Wonderful trip down memory lane, John. But my memory is that Anschutz wanted to put the convention center behind Union Station, not at the future site of the Pepsi Center. If I remember correctly, the idea was that the station would be flanked by two high-rises (for hotels), and that the station’s waiting room would become sort of a grand vestibule to the convention center. Is my memory faulty?
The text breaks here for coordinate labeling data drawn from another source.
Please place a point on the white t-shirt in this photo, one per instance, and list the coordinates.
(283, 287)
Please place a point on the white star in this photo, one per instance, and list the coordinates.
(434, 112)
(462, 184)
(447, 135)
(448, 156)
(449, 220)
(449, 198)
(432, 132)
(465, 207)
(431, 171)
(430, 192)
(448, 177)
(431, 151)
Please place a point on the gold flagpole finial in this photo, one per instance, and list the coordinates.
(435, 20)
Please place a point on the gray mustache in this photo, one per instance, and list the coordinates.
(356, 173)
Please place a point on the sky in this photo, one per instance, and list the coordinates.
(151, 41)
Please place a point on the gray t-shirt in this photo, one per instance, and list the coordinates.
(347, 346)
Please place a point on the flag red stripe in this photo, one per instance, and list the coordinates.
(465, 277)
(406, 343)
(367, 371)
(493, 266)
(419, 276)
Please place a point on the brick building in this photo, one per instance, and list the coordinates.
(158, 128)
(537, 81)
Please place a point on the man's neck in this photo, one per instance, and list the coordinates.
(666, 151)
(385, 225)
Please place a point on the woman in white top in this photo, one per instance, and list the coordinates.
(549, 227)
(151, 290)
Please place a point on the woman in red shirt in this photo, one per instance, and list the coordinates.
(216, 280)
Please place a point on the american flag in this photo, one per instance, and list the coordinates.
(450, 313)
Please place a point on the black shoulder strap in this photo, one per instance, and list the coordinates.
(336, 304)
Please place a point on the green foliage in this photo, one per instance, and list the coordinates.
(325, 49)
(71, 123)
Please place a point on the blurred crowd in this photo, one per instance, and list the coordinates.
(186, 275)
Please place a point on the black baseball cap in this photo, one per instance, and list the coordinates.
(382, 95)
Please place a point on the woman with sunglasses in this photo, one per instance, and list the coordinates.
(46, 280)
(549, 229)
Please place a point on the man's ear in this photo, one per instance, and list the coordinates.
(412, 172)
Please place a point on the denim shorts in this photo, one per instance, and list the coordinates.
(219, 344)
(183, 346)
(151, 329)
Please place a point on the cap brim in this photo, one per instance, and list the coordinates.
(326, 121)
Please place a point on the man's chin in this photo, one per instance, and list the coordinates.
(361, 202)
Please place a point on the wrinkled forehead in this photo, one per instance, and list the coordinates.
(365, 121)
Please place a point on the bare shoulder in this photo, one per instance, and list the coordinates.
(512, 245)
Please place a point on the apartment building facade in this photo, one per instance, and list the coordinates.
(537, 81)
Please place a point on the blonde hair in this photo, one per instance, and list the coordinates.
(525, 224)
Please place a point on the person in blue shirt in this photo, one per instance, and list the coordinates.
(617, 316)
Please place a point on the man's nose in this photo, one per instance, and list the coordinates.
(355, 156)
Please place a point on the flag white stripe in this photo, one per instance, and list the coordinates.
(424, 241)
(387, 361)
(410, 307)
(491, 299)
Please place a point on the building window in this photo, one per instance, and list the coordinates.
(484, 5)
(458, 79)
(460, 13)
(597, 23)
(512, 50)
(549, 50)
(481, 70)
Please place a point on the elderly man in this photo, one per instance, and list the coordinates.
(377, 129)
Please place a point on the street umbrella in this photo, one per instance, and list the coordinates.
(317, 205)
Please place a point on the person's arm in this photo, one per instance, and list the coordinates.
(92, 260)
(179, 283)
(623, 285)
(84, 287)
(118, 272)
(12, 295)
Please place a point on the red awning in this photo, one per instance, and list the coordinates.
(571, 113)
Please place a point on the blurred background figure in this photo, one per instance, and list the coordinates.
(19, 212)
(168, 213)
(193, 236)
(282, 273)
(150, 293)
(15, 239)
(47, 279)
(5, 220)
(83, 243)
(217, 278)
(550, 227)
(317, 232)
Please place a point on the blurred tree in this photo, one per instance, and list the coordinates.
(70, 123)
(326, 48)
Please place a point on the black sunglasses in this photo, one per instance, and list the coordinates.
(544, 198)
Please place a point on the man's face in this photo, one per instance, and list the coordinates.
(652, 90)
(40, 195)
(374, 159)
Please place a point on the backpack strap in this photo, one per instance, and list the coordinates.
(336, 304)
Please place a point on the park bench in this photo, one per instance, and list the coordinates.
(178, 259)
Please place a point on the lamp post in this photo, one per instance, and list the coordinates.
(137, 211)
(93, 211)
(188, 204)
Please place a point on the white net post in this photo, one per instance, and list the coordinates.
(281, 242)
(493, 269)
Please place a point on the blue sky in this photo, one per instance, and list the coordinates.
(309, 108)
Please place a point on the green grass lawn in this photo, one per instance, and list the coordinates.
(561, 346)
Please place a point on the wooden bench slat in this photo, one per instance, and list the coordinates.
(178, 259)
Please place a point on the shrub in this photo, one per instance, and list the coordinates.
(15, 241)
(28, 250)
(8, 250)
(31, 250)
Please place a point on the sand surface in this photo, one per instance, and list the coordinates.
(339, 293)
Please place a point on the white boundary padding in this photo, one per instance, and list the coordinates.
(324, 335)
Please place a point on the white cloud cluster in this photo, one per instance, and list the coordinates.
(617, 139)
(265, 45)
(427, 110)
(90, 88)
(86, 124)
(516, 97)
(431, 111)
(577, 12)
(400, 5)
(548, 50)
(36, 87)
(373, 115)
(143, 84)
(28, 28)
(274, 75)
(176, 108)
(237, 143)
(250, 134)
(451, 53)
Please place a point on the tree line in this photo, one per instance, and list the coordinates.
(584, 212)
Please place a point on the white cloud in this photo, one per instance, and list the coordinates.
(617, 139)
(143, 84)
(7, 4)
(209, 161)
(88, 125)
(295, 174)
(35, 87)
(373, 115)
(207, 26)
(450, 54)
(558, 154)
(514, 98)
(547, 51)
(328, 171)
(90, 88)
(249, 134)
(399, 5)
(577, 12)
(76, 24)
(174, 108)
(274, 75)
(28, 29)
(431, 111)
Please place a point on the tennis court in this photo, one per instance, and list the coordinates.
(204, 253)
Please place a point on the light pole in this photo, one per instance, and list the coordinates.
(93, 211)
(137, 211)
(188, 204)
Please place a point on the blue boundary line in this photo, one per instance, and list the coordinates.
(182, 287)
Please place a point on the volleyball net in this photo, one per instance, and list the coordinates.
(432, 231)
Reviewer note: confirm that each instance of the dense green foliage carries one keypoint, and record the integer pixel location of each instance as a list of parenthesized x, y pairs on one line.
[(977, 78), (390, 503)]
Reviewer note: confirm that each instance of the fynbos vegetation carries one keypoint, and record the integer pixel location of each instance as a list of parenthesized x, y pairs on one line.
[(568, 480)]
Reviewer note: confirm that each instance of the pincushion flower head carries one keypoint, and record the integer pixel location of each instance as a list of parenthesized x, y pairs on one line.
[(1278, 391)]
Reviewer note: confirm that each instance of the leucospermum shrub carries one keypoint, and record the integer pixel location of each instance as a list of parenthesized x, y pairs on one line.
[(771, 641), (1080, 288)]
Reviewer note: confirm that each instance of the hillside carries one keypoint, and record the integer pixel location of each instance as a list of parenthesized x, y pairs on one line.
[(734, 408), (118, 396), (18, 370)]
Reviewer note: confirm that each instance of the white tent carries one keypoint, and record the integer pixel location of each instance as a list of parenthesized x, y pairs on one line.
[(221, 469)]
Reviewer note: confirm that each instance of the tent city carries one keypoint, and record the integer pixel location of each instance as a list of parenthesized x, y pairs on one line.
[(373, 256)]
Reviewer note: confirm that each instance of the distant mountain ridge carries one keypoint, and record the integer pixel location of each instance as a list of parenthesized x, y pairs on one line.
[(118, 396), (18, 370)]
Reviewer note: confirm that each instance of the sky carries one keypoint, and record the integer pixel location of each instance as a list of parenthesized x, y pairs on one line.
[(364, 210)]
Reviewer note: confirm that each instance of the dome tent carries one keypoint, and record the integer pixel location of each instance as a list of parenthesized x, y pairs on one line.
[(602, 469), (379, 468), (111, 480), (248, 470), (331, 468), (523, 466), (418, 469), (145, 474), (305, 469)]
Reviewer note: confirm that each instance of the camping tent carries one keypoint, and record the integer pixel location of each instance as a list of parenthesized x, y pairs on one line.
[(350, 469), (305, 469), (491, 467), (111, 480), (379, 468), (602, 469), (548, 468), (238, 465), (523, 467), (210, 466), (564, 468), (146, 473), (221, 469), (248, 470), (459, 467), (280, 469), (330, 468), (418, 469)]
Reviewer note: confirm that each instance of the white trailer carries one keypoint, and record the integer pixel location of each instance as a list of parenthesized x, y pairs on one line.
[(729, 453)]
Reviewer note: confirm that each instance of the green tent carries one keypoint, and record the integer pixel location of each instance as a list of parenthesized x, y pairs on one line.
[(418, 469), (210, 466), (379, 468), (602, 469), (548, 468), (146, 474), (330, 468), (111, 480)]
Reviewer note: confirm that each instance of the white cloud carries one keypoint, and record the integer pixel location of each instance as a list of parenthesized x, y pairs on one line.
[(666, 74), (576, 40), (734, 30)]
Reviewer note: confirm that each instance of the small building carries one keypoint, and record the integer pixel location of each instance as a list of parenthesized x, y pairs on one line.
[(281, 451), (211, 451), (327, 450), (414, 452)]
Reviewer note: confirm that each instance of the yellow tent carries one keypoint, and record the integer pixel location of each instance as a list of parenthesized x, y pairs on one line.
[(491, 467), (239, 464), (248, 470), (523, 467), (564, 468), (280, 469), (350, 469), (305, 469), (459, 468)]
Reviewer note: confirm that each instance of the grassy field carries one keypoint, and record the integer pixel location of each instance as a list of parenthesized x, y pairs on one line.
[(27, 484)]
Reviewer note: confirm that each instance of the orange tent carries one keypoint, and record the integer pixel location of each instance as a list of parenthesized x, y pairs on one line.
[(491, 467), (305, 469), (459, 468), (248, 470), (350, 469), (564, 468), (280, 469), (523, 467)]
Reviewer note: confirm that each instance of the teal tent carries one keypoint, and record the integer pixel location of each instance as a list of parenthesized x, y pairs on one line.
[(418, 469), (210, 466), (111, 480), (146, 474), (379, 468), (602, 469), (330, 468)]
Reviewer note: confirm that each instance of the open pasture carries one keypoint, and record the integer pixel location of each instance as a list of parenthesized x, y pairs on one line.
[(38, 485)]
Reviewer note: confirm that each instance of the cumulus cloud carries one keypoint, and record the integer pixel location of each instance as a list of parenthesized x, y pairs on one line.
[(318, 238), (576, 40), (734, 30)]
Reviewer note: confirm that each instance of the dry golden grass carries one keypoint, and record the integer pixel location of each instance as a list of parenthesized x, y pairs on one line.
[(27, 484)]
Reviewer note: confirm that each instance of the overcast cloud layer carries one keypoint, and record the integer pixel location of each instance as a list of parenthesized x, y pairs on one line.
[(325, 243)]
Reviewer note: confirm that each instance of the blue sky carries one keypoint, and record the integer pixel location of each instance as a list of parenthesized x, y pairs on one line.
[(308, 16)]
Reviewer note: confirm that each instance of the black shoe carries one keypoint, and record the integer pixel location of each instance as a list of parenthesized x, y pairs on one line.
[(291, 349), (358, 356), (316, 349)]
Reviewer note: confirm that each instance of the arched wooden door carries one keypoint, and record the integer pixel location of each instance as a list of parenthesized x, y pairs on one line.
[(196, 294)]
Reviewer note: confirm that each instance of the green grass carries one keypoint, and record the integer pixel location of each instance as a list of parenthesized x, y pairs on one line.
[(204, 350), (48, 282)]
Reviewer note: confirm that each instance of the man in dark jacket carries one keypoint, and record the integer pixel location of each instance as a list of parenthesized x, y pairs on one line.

Mark, I think you are thinking of the proposal by Marvin Davis and his partners, earlier in the real estate cycle. The late Rocky Mountain News columnist Gene Amole wrote many negative articles about the proposal, criticizing a subsidy for billionaire Davis, which many people blamed for killing the proposal. Trillium later bought that land and in turn sold it to East West Partners, which developed Riverfront Park. I think most people would agree that Riverfront Park is a better use of that land than a convention center. Phil Anschutz was actually going to be a partner in the Pepsi Center, but pulled out of the deal in 1995, after a dispute with Comcast.
Thanks for clarifying that, John. I had completely forgotten about Davis’s earlier involvement. Absolutely, Riverfront Park and the associated private and public developments that we see going in now are far better for Denver’s future than having a convention center at that site would have been (ditto for not developing it in the Golden Triangle).